厚真の吉野地区の献花台 花を手向け犠牲者悼む「悲しみ消えない」

厚真の吉野地区の献花台 花を手向け犠牲者悼む「悲しみ消えない」
献花台に手を合わせる町民ら=6日午前10時ごろ

 胆振東部地震から3年を迎えた6日、大規模土砂災害があった厚真町吉野地区の献花台では、遺族や町民らが訪れて花を手向け、犠牲者に祈りをささげている。

 厚真町では、関連死を含め37人が地震で亡くなり、うち吉野地区は土砂崩れで19人が犠牲になった。町はお盆時期の8月に引き続き、今月4~6日に献花台を設置。犠牲者を悼み町内外から多くの人が訪れている。

 弟で町職員だった中川信行さん(当時62)を亡くした札幌市西区の山口康子さん(75)、安平町の三浦裕子さん(69)姉妹は「(中川さんは)まじめで明るかった。末っ子の長男だったけど、家のことはすべて任せていた」と懐かしみ、「地震の日は何回電話してもつながらなかったが、役場で仕事をしていると思っていた。まさか亡くなるなんて」と涙ぐんだ。「3年はあっという間だった。悲しみは消えない」と静かに手を合わせた。

 アルバイト先で一緒に働いていた中川さんの妻久美子さん(当時58)らに祈りをささげた厚真町新町の高田真裕美さん(43)は「同じ町内でも吉野に来るのはつらい。家もなくなって風景が変わった」と献花台周辺を見やり「昔みたいな活気が戻ることはなくても、忘れられていくのは寂しい」と吉野地区の今後に思いをはせた。

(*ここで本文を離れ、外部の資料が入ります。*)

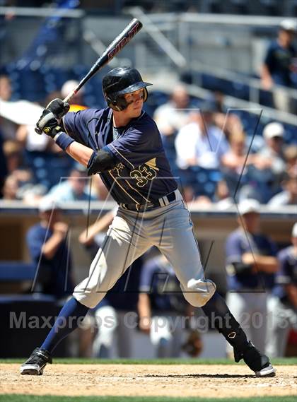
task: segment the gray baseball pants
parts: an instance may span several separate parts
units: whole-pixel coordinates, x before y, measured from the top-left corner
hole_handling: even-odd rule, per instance
[[[206,280],[190,212],[180,193],[168,205],[139,213],[119,207],[89,271],[74,297],[92,308],[104,297],[132,262],[156,246],[173,266],[185,299],[204,306],[216,291]]]

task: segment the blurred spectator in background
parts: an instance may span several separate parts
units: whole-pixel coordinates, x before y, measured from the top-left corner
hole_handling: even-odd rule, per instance
[[[107,213],[81,233],[79,242],[89,251],[92,260],[101,252],[98,249],[115,213],[116,210]],[[94,357],[112,357],[115,339],[117,357],[131,357],[141,266],[141,258],[137,259],[93,309],[98,327],[93,343]]]
[[[192,112],[190,123],[179,131],[175,148],[180,168],[214,169],[219,167],[229,146],[223,131],[214,124],[213,111],[205,105],[202,112]]]
[[[269,208],[277,208],[285,205],[297,205],[297,175],[286,175],[282,187],[284,191],[276,194],[268,202]]]
[[[221,165],[230,194],[234,196],[238,187],[248,182],[248,165],[252,162],[251,155],[247,158],[248,148],[243,131],[234,131],[229,138],[230,149],[223,155]]]
[[[13,175],[8,175],[4,180],[3,186],[3,199],[16,200],[18,199],[18,192],[20,189],[20,183]]]
[[[297,175],[297,145],[287,146],[284,154],[286,163],[286,172],[290,176]]]
[[[173,90],[170,100],[161,105],[155,111],[153,119],[162,136],[176,134],[187,122],[189,112],[193,107],[186,88],[177,84]]]
[[[41,200],[39,213],[40,223],[26,235],[32,260],[37,267],[35,291],[63,299],[74,289],[68,225],[62,220],[59,205],[49,197]]]
[[[268,47],[262,68],[262,82],[267,90],[273,90],[274,106],[279,110],[293,112],[290,97],[285,88],[274,88],[274,85],[294,88],[293,73],[297,73],[297,49],[293,44],[297,30],[295,20],[284,20],[277,38]]]
[[[272,357],[284,356],[290,329],[297,330],[297,222],[293,227],[291,242],[291,246],[278,254],[281,269],[274,296],[268,303],[266,351]]]
[[[75,80],[69,80],[66,81],[63,84],[61,88],[62,98],[64,99],[78,85],[78,82]],[[69,112],[78,112],[78,110],[83,110],[86,109],[84,106],[83,99],[83,88],[79,90],[79,91],[74,95],[71,99],[69,100],[69,103],[70,105]],[[60,97],[59,96],[56,97]]]
[[[0,129],[0,199],[3,196],[3,186],[4,184],[5,177],[7,175],[7,163],[3,146],[2,134]]]
[[[62,182],[51,189],[48,195],[57,202],[95,200],[97,197],[90,194],[86,169],[76,163],[70,172],[69,177],[62,177]]]
[[[11,85],[9,78],[5,75],[0,75],[0,99],[10,100],[12,95]],[[14,140],[17,125],[7,119],[0,117],[0,130],[4,141]]]
[[[226,301],[248,338],[264,353],[267,295],[279,269],[276,249],[274,243],[261,234],[259,203],[244,200],[239,203],[238,211],[238,228],[228,236],[226,244]],[[228,345],[227,352],[228,355],[232,353]]]
[[[249,157],[252,164],[249,166],[250,191],[247,190],[246,194],[262,203],[267,203],[281,189],[286,172],[284,135],[282,124],[269,123],[263,130],[266,146]]]
[[[47,189],[33,183],[31,172],[23,161],[20,144],[15,141],[7,141],[4,152],[8,173],[3,188],[4,199],[23,200],[25,203],[37,205]]]
[[[139,329],[149,334],[158,357],[179,357],[185,331],[182,317],[189,315],[190,307],[163,255],[144,265],[139,290]]]

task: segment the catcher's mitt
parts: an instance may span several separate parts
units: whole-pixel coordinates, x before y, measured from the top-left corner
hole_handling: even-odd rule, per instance
[[[194,329],[190,331],[187,341],[182,346],[182,350],[192,357],[197,357],[201,353],[202,348],[202,341],[199,331]]]

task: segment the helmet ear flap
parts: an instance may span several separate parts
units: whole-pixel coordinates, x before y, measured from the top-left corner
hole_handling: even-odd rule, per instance
[[[146,102],[148,96],[148,90],[146,89],[146,87],[144,87],[144,102]]]

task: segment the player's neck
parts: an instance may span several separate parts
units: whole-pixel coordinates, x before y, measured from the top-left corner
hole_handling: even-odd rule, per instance
[[[113,125],[115,127],[124,127],[131,122],[132,117],[122,112],[113,112]]]

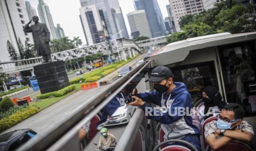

 親戚の滝本芳子さん(当時95)、卓也さん(同39)、舞樺さん(同16)の3人を失った厚真町宇隆の佐藤功さん(80)は「あの世でゆっくりして」と冥福を祈りつつ「普段はなるべく考えないようにしていたが、3年たって改めて写真を見て思い出し、やはりつらい」と話していた。

 中学校時代の親友だった松下一彦さん(当時63)を弔った北広島市の藤根悦雄さん(66)は「(松下さんが)まだ元気でいる気がしてならない」と沈痛な面持ちで語った。「60歳の時の同窓会で会ったのが最後。飲みながら『お互い見た目が変わったな』と笑い合った。本当に残念で仕方ない。3年しかたっていないなんて」としのんだ。